Un second scénario possible, plus extrême que le précédent, est celui de la dissolution pure et simple du bloc. Cependant il paraît de nos jours comme peu probable, car, bien qu’ayant des réticences, les états-membres continuent à croire au projet d’intégration régionale94, en dépit de l’existence de projets concurrents, voire contradictoires en apparence. Il est nécessaire de mentionner ici que l’expérience récente de conflits latents entre pays de la région fait que les hypothèses de coopération et d’intégration apparaissent comme nettement plus intéressantes que les hypothèses de conflit.
Finalement, un troisième scénario pourrait être la reformulation du modèle d’intégration proclamé par le MERCOSUR. En ce sens il est nécessaire de considérer que l’intégration, telle qu’elle a été dessinée au début des années 1990, était clairement influencée par le Consensus de Washington et récusait le gradualisme qui avait caractérisé l’intégration du cône sud autrefois. Il n’en demeure pas moins qu’aujourd’hui les états sud-américains sont gouvernés en leur majorité par une classe politique issue de partis nouveaux, bien souvent critiques du modèle et politiques mises en place au cours des années 1990. La caractéristique courante de ces gouvernements est l’existence d’un discours de confrontation avec ce passé monétariste récent et l’affichage de bannières populaires et populistes. Ce discours d’opposition reste chargé d’ingrédients nationalistes qui, paradoxalement, convergent dans le cas des chefs d’état vers l’importance d’une « nation sud-américaine » dans les termes utilisés par les founding fathers des états latino-américains . Ce tournant renforce la dimension politique d’une intégration, une dimension qui a pu pendant de nombreuses années être laissée de côté.
- UNE REFORMULATION NECESSAIRE
L’intégration n’a eu pendant les années 1990 qu’un volet politique diminué : dès lors, le MERCOSUR n’était pas en mesure d’apporter de solutions aux nouvelles nécessités des états du sud, ce qui l’a conduit inexorablement à entrer dans une crise qui se manifeste de plusieurs façons95. Parmi les plus importants nous pouvons mentionner les tensions existantes entre les plus grands partenaires d’un côté et les petit pays de l’autre, concernant le pouvoir de décision au sein du bloc, les caractéristiques que devrait avoir l’intégration, le manque d’un objectif commun sur la nécessité et l’objet de l’intégration, parmi d’autres. Dans ce contexte, la dispute sur l’installation de deux usines productrices de cellulose en Uruguay, au bord de la côte argentine, a produit une tension exceptionnelle que le MERCOSUR n’a pas pu, voulu ou su canaliser, et de nos jours la décision se trouve entre les mains du Tribunal de La Haye96.
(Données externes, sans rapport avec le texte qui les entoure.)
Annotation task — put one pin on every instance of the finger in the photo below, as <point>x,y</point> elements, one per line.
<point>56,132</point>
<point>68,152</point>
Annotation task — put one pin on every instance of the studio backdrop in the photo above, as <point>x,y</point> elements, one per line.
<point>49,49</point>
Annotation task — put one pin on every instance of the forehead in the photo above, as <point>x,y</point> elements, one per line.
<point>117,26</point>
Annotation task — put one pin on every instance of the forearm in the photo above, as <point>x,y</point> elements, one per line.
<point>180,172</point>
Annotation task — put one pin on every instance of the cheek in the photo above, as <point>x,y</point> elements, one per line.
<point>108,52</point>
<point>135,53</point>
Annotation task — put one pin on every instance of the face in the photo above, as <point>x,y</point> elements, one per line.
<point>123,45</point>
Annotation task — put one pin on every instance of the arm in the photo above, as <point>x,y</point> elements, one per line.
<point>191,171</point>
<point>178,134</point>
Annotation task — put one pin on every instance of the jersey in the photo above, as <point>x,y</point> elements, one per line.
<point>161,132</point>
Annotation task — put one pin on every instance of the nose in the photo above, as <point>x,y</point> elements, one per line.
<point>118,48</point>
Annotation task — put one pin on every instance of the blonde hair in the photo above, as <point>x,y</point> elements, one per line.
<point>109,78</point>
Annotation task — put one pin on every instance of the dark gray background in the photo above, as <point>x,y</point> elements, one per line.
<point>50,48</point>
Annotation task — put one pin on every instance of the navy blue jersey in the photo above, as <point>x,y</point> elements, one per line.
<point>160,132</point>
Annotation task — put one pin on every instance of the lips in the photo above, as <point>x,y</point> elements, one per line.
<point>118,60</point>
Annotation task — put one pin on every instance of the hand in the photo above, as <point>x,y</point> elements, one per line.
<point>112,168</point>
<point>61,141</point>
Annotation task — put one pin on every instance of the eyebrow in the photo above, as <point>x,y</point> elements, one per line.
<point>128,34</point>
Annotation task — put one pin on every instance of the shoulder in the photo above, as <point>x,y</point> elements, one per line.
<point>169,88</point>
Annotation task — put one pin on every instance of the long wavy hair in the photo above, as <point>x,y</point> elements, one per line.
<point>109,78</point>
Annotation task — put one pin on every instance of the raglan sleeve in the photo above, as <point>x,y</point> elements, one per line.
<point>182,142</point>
Cependant, et malgré cette série de tensions qui traversent le MERCOSUR, ces dernières années ont permis de conclure des accords internationaux qui positionnent ce bloc régional comme un acteur au profil élevé. Nous devons ainsi prendre en considération les accords signés avec les pays de la Communauté Andine de Nations (CAN) afin d’avancer vers une intégration plus large qui puisse conduire à la Communauté Sud-Américaine de Nations. De même il ne faudrait pas négliger les protocoles qui ont été signés également avec l’Egypte, l’Inde et l’Union Douanière d’Afrique du Sud, à travers lesquels la CSN cherche à devenir un acteur d’importance dans le concert international, en créant un pôle de pouvoir alternatif avec les pays émergents les plus importants de l’hémisphère sud.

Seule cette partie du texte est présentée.